How to describe the quotient group Z x Z / < (4, -6)>

While solving a problem on group theory, I encountered the quotient group Z x Z / < (4, -6)>. Here Z is the integer.

At first I thought it is just Z/(4Z) x Z/(6Z). But I was wrong. the quotient group seems like something more trickier.

Could anyone show me to what other (more familiar group) is the one isomorphic to?

Solution 1:

This is an abelian group freely generated by two elements $a,b$ which satisfy $4a-6b=0$. Consider $a'=a-b$ and $b'=2a-3b$. Then $2b'=0$. We have $2a'-b'=b$ and $3a'-b'=a$. Thus we have found new generators. The old relation $4a=6b$ becomes $4(3a'-b')=6(2a'-b')$, which is equivalent to $2b'=0$.

Thus, we have the abelian group freely generated by two elements $a',b'$ such that $2b'=0$. This is the group $\mathbb{Z} ~\oplus ~\mathbb{Z}/2$.
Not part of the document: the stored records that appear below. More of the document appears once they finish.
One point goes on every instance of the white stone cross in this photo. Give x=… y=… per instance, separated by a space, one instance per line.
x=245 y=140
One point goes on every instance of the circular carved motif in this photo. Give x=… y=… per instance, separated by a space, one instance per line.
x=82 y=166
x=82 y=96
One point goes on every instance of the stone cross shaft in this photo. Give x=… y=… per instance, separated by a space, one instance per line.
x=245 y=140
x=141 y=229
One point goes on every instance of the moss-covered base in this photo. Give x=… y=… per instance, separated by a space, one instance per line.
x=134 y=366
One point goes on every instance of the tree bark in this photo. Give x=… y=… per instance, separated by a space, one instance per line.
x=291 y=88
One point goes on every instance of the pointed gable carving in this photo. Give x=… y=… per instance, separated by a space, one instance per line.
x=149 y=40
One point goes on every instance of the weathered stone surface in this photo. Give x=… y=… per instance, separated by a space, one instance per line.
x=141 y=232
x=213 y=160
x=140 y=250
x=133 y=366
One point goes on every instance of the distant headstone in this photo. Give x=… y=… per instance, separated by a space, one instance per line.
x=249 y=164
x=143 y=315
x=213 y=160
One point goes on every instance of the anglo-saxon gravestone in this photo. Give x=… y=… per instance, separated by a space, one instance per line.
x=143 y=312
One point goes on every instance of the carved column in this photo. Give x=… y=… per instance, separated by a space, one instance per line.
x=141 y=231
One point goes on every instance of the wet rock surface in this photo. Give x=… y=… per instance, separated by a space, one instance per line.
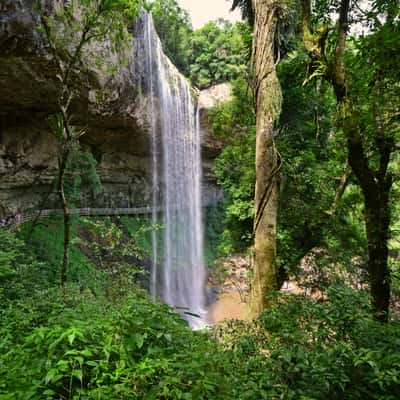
x=110 y=108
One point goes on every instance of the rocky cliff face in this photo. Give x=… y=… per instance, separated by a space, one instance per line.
x=111 y=109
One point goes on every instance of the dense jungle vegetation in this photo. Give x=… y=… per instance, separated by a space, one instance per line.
x=102 y=337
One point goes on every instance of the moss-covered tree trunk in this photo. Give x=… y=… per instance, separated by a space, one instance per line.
x=375 y=181
x=268 y=101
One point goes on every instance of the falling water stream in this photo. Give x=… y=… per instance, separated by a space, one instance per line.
x=178 y=274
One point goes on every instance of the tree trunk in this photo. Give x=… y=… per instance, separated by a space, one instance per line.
x=377 y=220
x=268 y=101
x=67 y=219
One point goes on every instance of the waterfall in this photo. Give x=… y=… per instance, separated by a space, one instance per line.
x=178 y=274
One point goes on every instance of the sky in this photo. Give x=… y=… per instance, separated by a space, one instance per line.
x=203 y=11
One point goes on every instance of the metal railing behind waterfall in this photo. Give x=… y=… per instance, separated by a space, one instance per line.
x=18 y=219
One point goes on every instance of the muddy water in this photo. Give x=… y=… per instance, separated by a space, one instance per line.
x=228 y=305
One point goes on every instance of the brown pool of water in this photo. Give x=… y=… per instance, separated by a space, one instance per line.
x=228 y=305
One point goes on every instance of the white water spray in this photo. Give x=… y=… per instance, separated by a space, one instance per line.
x=178 y=274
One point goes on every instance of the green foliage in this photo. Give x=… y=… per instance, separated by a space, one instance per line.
x=174 y=29
x=134 y=350
x=234 y=122
x=81 y=173
x=219 y=53
x=304 y=349
x=46 y=242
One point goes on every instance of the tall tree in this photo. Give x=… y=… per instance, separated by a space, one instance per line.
x=69 y=28
x=366 y=118
x=268 y=106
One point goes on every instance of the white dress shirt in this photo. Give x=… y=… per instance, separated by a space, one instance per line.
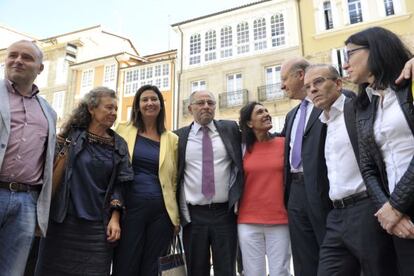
x=343 y=172
x=393 y=135
x=309 y=109
x=193 y=167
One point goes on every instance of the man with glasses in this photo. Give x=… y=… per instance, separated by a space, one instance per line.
x=354 y=240
x=210 y=182
x=306 y=183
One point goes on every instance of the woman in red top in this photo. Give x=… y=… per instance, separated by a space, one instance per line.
x=262 y=220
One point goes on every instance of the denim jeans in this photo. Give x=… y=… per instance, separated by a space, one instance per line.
x=17 y=227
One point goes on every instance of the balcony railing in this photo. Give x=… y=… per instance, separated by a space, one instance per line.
x=185 y=106
x=233 y=98
x=270 y=92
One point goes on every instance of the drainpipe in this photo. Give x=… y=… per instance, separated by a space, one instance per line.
x=302 y=51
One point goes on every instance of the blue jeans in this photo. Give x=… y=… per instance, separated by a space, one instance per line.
x=17 y=227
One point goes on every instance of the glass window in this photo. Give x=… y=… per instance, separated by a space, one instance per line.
x=277 y=25
x=2 y=71
x=243 y=38
x=198 y=85
x=61 y=70
x=355 y=11
x=259 y=33
x=165 y=69
x=42 y=79
x=87 y=81
x=195 y=48
x=157 y=71
x=234 y=89
x=110 y=76
x=226 y=42
x=327 y=14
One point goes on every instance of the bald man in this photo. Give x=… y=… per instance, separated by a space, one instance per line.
x=27 y=142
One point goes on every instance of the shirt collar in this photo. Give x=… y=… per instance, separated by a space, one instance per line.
x=373 y=92
x=336 y=109
x=12 y=88
x=196 y=127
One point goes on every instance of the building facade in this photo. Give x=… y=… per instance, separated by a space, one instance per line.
x=326 y=24
x=236 y=54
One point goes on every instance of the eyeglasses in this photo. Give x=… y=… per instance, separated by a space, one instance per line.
x=349 y=53
x=317 y=83
x=204 y=102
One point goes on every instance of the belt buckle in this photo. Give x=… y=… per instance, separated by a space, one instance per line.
x=14 y=187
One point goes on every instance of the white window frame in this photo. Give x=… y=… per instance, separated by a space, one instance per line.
x=234 y=84
x=42 y=79
x=273 y=84
x=226 y=42
x=58 y=103
x=198 y=85
x=327 y=14
x=2 y=70
x=357 y=6
x=87 y=80
x=61 y=71
x=131 y=81
x=259 y=33
x=277 y=26
x=110 y=76
x=243 y=40
x=210 y=45
x=195 y=49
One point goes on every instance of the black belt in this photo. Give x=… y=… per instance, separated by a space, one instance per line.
x=297 y=176
x=211 y=206
x=19 y=187
x=350 y=200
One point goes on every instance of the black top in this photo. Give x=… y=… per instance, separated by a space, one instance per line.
x=145 y=162
x=90 y=179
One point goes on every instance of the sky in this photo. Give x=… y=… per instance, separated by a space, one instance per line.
x=145 y=22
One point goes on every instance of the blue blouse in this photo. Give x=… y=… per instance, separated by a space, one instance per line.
x=145 y=162
x=91 y=176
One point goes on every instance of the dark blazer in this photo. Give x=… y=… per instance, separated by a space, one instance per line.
x=372 y=164
x=313 y=160
x=230 y=134
x=122 y=174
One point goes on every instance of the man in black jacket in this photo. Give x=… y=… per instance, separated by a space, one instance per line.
x=306 y=182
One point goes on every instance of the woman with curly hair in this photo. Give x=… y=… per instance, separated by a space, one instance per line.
x=262 y=220
x=86 y=209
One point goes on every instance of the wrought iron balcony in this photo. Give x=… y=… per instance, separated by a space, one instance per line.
x=233 y=98
x=270 y=92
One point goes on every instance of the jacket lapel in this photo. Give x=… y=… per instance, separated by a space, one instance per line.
x=312 y=118
x=405 y=99
x=163 y=147
x=350 y=123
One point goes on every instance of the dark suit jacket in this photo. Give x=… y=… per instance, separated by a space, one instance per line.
x=313 y=160
x=230 y=134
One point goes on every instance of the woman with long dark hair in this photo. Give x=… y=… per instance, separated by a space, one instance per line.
x=385 y=122
x=86 y=209
x=152 y=211
x=262 y=216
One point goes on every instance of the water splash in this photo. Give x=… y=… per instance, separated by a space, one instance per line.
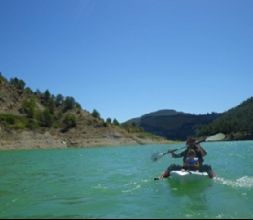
x=243 y=182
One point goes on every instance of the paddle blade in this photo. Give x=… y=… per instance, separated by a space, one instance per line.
x=157 y=156
x=216 y=137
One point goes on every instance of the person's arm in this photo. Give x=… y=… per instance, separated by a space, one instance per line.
x=175 y=155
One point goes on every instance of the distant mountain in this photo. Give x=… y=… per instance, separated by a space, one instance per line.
x=172 y=124
x=237 y=122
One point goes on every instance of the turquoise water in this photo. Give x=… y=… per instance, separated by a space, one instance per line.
x=117 y=182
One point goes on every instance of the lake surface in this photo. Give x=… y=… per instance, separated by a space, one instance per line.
x=117 y=182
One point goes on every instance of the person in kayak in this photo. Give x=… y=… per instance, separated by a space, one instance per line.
x=191 y=162
x=200 y=154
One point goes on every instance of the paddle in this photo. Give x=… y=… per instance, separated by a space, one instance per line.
x=216 y=137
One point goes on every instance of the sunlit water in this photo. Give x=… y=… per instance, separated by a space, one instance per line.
x=118 y=182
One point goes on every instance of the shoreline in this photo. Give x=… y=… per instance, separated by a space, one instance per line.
x=27 y=140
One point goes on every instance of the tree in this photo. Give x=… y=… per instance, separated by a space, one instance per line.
x=59 y=100
x=115 y=122
x=46 y=118
x=18 y=83
x=69 y=121
x=69 y=103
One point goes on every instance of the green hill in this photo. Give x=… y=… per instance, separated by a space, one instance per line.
x=172 y=124
x=38 y=119
x=236 y=123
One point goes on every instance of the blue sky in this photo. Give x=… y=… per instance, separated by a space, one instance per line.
x=126 y=58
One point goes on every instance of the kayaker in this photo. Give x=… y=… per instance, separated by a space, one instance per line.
x=200 y=154
x=191 y=162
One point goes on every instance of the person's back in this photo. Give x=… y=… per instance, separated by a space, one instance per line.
x=191 y=162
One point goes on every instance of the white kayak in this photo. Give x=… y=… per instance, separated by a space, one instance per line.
x=185 y=176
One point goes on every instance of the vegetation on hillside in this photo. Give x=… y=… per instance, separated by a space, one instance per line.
x=236 y=123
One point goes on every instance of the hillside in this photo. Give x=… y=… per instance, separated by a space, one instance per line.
x=237 y=122
x=42 y=120
x=172 y=124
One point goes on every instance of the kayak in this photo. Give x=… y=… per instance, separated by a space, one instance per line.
x=185 y=176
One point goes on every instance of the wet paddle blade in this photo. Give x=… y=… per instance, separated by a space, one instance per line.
x=216 y=137
x=157 y=156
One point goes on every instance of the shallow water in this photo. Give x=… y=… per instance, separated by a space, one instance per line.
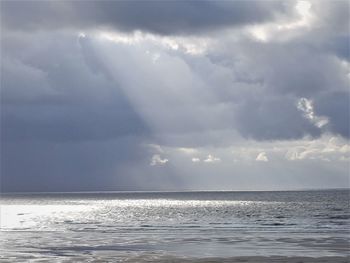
x=110 y=226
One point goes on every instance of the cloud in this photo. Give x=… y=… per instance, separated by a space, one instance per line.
x=262 y=157
x=211 y=159
x=196 y=160
x=91 y=91
x=306 y=106
x=157 y=160
x=153 y=16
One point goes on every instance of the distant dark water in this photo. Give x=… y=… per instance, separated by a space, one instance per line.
x=106 y=226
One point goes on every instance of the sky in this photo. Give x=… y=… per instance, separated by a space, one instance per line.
x=174 y=95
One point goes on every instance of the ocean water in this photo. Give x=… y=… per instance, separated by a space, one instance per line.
x=153 y=225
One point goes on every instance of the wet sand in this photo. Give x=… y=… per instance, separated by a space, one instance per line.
x=251 y=259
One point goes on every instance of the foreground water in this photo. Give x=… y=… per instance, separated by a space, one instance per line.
x=151 y=226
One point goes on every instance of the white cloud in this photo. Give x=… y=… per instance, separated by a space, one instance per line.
x=157 y=160
x=211 y=159
x=262 y=157
x=306 y=106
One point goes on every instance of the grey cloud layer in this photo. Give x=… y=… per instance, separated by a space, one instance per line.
x=77 y=111
x=163 y=17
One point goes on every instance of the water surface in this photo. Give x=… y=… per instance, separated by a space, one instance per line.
x=111 y=226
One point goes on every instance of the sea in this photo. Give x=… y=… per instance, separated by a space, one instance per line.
x=146 y=226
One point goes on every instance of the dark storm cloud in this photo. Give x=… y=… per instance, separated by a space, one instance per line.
x=163 y=17
x=273 y=119
x=58 y=96
x=335 y=106
x=119 y=164
x=76 y=112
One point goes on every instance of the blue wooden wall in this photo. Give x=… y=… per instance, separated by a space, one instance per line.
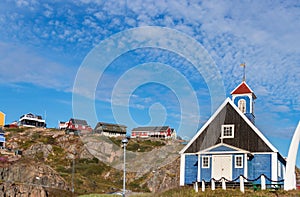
x=191 y=169
x=260 y=164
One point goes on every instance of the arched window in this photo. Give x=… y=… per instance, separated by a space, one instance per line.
x=242 y=105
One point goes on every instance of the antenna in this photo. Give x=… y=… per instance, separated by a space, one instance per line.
x=244 y=70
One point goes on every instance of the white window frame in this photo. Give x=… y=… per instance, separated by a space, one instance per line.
x=242 y=105
x=208 y=162
x=228 y=126
x=235 y=161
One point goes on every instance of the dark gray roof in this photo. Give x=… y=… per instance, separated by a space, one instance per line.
x=110 y=127
x=78 y=121
x=154 y=128
x=246 y=135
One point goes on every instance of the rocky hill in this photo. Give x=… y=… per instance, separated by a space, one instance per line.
x=53 y=162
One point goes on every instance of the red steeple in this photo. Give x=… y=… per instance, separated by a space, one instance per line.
x=243 y=88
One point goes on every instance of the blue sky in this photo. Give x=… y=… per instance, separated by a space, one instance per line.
x=45 y=47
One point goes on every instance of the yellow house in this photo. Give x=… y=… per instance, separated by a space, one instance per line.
x=2 y=119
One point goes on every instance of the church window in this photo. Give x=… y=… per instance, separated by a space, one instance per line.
x=242 y=105
x=228 y=131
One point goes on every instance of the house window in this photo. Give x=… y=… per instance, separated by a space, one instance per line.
x=238 y=161
x=279 y=168
x=228 y=131
x=205 y=161
x=242 y=105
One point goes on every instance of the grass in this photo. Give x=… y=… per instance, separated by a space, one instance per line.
x=189 y=192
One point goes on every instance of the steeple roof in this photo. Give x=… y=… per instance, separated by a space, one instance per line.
x=243 y=88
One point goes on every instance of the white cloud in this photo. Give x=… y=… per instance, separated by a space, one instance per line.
x=20 y=65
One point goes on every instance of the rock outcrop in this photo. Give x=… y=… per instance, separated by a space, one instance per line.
x=27 y=178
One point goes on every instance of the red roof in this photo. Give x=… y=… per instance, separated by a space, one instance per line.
x=243 y=88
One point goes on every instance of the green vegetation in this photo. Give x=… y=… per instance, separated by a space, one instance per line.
x=139 y=145
x=190 y=192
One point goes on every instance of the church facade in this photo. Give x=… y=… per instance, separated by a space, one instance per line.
x=229 y=145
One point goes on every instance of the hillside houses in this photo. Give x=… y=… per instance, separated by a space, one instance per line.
x=31 y=120
x=110 y=130
x=164 y=132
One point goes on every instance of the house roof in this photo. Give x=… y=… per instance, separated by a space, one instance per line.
x=109 y=127
x=109 y=124
x=154 y=128
x=243 y=88
x=247 y=136
x=78 y=121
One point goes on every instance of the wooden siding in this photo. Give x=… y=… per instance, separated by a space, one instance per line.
x=260 y=164
x=244 y=137
x=191 y=169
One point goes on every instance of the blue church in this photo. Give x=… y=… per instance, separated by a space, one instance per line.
x=229 y=145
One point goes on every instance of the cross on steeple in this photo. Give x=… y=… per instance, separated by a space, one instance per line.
x=244 y=71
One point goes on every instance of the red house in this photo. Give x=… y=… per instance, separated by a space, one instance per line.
x=153 y=132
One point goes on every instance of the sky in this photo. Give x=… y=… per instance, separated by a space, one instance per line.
x=149 y=62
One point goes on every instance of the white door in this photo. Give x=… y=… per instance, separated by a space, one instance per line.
x=222 y=167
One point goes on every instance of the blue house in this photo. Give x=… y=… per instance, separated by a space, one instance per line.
x=229 y=145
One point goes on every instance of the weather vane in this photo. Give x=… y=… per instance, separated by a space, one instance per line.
x=244 y=72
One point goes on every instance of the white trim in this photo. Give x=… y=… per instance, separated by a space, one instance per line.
x=213 y=166
x=208 y=161
x=205 y=125
x=245 y=166
x=182 y=169
x=225 y=126
x=222 y=152
x=265 y=140
x=240 y=85
x=199 y=169
x=242 y=161
x=274 y=175
x=222 y=144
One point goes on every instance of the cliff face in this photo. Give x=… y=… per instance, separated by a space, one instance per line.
x=28 y=178
x=51 y=160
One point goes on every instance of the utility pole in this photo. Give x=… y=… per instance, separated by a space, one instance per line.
x=124 y=142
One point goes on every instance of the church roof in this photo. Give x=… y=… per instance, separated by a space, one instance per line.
x=243 y=88
x=246 y=137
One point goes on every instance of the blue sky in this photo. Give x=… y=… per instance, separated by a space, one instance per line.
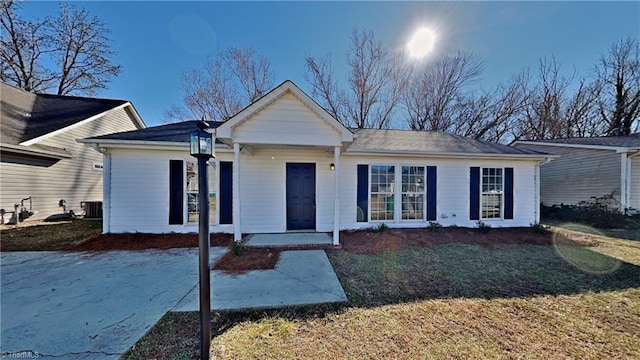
x=157 y=41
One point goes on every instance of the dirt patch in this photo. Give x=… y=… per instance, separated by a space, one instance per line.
x=253 y=259
x=371 y=242
x=138 y=241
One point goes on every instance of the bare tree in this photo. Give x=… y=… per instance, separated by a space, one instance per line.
x=552 y=111
x=375 y=81
x=219 y=90
x=22 y=49
x=438 y=90
x=82 y=52
x=619 y=75
x=68 y=54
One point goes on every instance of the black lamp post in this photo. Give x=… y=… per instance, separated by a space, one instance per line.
x=202 y=144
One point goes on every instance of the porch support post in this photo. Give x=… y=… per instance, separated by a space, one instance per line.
x=237 y=234
x=336 y=197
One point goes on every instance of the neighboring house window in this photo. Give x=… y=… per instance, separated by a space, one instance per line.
x=382 y=192
x=491 y=201
x=413 y=185
x=191 y=190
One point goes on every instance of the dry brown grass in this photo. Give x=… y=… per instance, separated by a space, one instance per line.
x=444 y=301
x=41 y=236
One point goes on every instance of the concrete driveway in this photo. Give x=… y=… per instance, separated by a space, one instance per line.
x=96 y=306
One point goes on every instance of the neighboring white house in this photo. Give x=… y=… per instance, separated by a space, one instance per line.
x=40 y=159
x=590 y=167
x=284 y=164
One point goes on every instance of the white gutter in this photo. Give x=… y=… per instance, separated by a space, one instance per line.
x=106 y=188
x=449 y=155
x=20 y=149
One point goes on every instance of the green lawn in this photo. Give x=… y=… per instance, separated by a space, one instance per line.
x=42 y=236
x=442 y=302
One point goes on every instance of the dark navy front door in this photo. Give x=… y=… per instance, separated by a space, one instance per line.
x=301 y=196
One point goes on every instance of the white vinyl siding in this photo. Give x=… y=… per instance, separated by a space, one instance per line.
x=634 y=195
x=74 y=180
x=578 y=174
x=140 y=180
x=452 y=190
x=287 y=121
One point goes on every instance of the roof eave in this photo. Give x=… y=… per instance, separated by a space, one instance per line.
x=451 y=155
x=87 y=120
x=142 y=144
x=25 y=150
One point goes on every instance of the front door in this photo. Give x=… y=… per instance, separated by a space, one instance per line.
x=301 y=196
More generally, one can show $\mathbb{Z}^2 / \langle (n,m) \rangle \cong \mathbb{Z} ~\oplus ~\mathbb{Z}/\langle \mathrm{gcd}(n,m) \rangle$ if $(n,m) \neq 0$. In general, the Smith normal form provides an algorithm how to decompose a finitely generated abelian group into cyclic groups.